EVERIS AEROESPACIAL Y DEFENSA S.L.U (ES)
EO Clinic support requested by: Asian Development Bank (ADB), South Asia Regional Department (SARD), Urban Devel-opment and Water Division (SAUW)
Requesting activity: Nature-Based Solutions – Water Storage in West Bengal India
Requesting activity type: Technical Assistance (TA)
EO Clinic relevant Thematic Groups: TG10 (Water Resources Management)
Work Order number: EOC0015
Work Order status: Completed
Work Order start: 2021 Mar 03
Work Order end: 2021 Jul 26
ADB is working with the Government of India to provide safe, sustainable, and inclusive drinking water service to about 1.65 million people in three districts of West Bengal state, India, affected by arsenic, fluoride, and salinity. With about 85% of water in India’s rural areas coming from groundwater, some 27 million people are at risk from arsenic and fluoride contamination. Arsenic in drinking water can lead to a range of problems including cancer, while high exposure to fluoride can cause dental or skeletal fluorosis and bone diseases. Increased withdrawal of groundwater also leaves the area more vulnerable to climate change and disasters, especially regular flooding, and is causing an intrusion of salinity into the water.
ADB’s West Bengal Drinking Water Sector Improvement Project (WBDWSIP) will provide safe and sustainable drinking water in the Bankura, North 24 Parganas and Purba Medinipur (East Medinipur) districts of West Bengal state.
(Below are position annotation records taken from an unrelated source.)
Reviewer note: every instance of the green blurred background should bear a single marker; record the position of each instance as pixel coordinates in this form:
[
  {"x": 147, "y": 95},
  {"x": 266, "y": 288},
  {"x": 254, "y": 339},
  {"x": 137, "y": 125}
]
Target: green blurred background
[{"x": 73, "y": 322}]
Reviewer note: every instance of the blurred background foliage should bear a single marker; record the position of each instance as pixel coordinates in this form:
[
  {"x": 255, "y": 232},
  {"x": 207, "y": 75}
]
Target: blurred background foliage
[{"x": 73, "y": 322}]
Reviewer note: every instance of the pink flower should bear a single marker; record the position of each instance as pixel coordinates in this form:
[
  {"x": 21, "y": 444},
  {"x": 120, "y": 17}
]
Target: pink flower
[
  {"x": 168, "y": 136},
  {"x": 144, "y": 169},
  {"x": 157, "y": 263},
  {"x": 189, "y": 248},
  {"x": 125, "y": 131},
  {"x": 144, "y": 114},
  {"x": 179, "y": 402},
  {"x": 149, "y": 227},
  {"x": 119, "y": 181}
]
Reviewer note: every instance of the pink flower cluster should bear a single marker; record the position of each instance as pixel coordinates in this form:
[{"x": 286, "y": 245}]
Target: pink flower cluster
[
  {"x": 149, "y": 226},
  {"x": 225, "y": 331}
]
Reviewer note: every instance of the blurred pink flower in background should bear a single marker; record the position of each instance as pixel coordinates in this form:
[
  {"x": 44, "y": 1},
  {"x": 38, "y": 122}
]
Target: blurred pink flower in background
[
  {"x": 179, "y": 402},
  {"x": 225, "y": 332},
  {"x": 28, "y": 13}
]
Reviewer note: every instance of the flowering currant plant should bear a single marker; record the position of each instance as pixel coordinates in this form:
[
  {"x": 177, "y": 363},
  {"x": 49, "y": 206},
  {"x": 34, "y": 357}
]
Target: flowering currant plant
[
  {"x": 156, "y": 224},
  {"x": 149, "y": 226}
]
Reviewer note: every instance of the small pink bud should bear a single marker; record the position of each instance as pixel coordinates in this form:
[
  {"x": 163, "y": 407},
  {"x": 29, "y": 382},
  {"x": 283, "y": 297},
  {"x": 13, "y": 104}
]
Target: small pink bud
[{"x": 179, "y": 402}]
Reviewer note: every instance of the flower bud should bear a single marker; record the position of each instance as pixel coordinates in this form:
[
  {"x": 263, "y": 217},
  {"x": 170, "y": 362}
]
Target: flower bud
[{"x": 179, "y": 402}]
It will introduce an innovative and sustainable institutional framework and advanced technology for smart water management to enable efficient service delivery in project districts.
Due to a combination of monsoon rains and tidal movements, at a proposed groundwater extraction point along the Rupnarayan, the salinity of river water is expected to exceed the desired threshold during certain periods of the year. To help this situation, several options had been explored, and a Nature-Based Solution (NBS) to improve storage of flood water has been shortlisted. The NBS for surface storage is to develop abandoned river channels, as storages, along the river Rupnarayan. These can be identified by mapping inundation before and after the monsoon. Channels that were dry during pre-monsoon, but with water during post-monsoon, are potential NBS sites of storage.
ADB and its partners have no comprehensive overview of the history and availability of surface water resources and potential surface storage sites in the three aforementioned districts of West Bengal state. The requested services will help by providing an inventory and detailed characterisation of potential additional water storage sites by focussing on the non-permanent water bodies in the area.
The objective is to provide a rapid assessment of suitable NBS water storage sites in Purba Medinipur based on remote sensing. Output will be a prioritised inventory of suitable sites which will serve as background for further detailed investigations.